Médicalisation de la sexualité, les enjeux réels

Commentaire de l’éditorial d’Alain Giami, PhD, Directeur de recherche à l’Inserm, pour la revue Sexologies, organe de presse de l’EFS (European Federation of Sexology).

Dans un récent article, Alain Giami, Directeur de recherches à l’INSERM, explique que depuis l’apparition des traitements médicamenteux de l’impuissance masculine et ceux plus récents conçus pour vaincre les dysfonctions sexuelles de la femme, on parle de médicalisation de la sexualité. Ce terme rappelle Alain Giami appartient au langage de la sociologie américaine et désigne le «fait de définir un comportement comme un problème médical ou une maladie et de mandater et autoriser la profession médicale pour y apporter des traitements.» Le phénomène n’est pas nouveau, l’homosexualité a été considérée comme une déviance (c’est toujours le cas dans de nombreuses cultures) avant d’être reconnue comme une maladie, puis d’apparaître aujourd’hui comme une identité sexuelle égale à l’hétérosexualité, décriée aujourd’hui pour son influence sur la théorisation de la sexualité. «les savants et experts commente Alain Giami sont fortement ancrés dans leur identité de genre, leur expérience et dans leurs orientations sexuelles autant que dans les savoirs dans lesquels ils ont été formés. Mais, ne peut-on retourner le compliment à toute personne revendiquant une identité de genre?

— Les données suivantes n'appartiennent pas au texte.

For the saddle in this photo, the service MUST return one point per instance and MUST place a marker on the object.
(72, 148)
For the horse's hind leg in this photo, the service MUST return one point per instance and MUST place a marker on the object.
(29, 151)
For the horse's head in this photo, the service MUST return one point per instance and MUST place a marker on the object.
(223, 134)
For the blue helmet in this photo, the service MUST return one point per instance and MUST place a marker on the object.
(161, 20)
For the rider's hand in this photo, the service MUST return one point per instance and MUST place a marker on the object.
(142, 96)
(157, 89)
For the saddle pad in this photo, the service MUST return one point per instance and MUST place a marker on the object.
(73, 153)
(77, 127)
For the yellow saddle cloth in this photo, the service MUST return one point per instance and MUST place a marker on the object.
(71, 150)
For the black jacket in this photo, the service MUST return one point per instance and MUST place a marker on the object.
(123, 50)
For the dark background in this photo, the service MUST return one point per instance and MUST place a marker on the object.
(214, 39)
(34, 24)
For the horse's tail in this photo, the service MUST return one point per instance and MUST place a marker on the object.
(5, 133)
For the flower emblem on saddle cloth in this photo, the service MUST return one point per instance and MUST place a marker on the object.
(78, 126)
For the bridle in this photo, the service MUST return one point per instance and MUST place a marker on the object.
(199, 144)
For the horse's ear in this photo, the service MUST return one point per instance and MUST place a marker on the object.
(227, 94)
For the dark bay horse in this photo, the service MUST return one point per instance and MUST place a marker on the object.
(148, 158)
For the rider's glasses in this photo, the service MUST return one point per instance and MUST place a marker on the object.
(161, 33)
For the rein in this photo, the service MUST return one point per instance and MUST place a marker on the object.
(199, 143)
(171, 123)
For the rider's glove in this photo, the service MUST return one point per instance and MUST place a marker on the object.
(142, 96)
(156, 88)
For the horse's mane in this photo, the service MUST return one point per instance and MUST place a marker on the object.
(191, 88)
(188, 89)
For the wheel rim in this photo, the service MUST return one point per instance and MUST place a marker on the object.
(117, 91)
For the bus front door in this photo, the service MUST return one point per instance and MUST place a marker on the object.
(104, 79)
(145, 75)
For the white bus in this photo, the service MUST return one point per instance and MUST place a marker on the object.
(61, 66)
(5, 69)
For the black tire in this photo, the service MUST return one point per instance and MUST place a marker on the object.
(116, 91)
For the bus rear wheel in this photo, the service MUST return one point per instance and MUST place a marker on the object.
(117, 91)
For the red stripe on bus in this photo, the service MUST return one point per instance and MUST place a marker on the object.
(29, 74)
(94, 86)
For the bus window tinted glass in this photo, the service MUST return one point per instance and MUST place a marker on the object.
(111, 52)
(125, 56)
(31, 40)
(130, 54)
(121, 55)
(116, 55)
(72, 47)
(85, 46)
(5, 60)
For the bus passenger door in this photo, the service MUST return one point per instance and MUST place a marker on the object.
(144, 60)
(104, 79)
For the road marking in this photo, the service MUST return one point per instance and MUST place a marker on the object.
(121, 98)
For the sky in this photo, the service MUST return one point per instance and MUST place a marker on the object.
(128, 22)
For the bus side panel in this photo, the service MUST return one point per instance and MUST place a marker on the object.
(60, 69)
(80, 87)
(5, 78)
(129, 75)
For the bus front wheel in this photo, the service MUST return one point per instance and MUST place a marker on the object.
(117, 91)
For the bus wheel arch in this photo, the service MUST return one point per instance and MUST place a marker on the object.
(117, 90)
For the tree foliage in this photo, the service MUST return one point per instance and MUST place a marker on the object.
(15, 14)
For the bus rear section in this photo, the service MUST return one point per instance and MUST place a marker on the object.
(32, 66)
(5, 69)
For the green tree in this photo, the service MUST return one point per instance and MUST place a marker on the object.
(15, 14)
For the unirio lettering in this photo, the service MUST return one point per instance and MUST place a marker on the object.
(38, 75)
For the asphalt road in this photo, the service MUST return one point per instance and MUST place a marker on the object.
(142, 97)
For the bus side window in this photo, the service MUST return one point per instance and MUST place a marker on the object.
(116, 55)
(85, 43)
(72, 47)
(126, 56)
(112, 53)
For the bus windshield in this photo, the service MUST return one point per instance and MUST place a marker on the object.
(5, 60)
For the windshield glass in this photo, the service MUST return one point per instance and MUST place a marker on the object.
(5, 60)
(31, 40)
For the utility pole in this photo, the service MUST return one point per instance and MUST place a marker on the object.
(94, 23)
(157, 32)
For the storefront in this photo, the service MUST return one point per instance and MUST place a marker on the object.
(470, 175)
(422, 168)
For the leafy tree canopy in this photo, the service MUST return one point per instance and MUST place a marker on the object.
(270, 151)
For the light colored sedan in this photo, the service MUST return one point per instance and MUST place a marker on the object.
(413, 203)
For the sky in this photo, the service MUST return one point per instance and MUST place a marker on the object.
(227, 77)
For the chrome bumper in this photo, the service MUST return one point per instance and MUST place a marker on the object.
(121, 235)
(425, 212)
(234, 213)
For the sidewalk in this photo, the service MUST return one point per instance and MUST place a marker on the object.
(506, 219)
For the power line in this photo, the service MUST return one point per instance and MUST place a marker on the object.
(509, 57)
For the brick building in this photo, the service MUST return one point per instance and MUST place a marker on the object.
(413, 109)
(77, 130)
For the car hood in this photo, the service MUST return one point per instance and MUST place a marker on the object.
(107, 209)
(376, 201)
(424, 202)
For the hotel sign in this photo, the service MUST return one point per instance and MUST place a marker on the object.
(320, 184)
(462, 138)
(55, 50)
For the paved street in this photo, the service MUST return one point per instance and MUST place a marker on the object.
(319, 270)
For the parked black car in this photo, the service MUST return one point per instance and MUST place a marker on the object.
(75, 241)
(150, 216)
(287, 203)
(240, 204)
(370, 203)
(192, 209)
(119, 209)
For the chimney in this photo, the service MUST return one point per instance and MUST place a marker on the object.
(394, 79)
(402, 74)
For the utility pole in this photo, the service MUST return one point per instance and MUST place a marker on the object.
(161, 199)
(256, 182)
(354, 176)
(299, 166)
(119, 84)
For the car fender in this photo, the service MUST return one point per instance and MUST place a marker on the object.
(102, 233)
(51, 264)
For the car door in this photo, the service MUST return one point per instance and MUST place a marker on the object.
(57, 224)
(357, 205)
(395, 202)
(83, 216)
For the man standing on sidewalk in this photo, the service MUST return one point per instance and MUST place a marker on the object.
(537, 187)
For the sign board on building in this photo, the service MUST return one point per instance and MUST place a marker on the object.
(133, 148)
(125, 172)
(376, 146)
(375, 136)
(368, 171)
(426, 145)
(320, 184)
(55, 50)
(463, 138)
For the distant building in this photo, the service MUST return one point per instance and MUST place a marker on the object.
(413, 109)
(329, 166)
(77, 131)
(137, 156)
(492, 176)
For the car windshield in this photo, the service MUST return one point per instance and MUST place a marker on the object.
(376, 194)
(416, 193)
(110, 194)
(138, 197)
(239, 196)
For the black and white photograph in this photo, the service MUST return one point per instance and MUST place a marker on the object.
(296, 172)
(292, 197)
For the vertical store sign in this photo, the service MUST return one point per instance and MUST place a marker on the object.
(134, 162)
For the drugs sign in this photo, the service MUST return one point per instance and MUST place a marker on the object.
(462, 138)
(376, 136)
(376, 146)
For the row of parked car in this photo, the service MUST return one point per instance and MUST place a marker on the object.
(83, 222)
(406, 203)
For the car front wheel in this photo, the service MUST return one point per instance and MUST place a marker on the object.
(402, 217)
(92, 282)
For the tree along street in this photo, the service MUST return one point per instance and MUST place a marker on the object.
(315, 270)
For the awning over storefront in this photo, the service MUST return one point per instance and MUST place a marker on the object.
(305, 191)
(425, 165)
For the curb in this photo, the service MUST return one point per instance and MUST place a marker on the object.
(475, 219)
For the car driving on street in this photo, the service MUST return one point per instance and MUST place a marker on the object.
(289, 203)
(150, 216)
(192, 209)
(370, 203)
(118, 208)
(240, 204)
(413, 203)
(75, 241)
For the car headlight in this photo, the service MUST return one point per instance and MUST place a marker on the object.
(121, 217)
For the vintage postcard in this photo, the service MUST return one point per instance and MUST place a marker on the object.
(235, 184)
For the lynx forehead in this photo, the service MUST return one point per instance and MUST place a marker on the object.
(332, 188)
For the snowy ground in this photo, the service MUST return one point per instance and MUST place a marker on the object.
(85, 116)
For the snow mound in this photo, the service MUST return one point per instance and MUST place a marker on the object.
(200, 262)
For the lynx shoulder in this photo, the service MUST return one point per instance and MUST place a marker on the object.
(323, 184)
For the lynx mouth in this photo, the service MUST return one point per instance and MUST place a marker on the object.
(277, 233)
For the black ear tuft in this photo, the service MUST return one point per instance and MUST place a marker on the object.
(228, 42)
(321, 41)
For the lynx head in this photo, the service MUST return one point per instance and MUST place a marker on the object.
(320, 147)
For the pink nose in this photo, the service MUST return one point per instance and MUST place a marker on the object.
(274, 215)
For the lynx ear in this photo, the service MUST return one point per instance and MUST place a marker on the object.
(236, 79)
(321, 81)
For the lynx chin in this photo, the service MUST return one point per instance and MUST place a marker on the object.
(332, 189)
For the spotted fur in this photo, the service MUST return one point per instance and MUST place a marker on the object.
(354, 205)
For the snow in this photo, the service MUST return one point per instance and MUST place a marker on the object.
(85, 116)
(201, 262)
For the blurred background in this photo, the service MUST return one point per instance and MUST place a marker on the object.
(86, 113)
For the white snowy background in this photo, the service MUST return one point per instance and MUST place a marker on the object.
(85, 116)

La médicalisation de la sexualité est porteuse de lourds enjeux notamment pour l’industrie pharmaceutique qui s’attache à trouver des preuves scientifiques afin de mettre au point de nouveaux traitements et d’en établir l’efficacité. La revue «Journal of sexual medecine» représente parfaitement cette posture, à la fois par les sujets de recherche et les méthodes scientifiques mises en œuvre pour les étudier.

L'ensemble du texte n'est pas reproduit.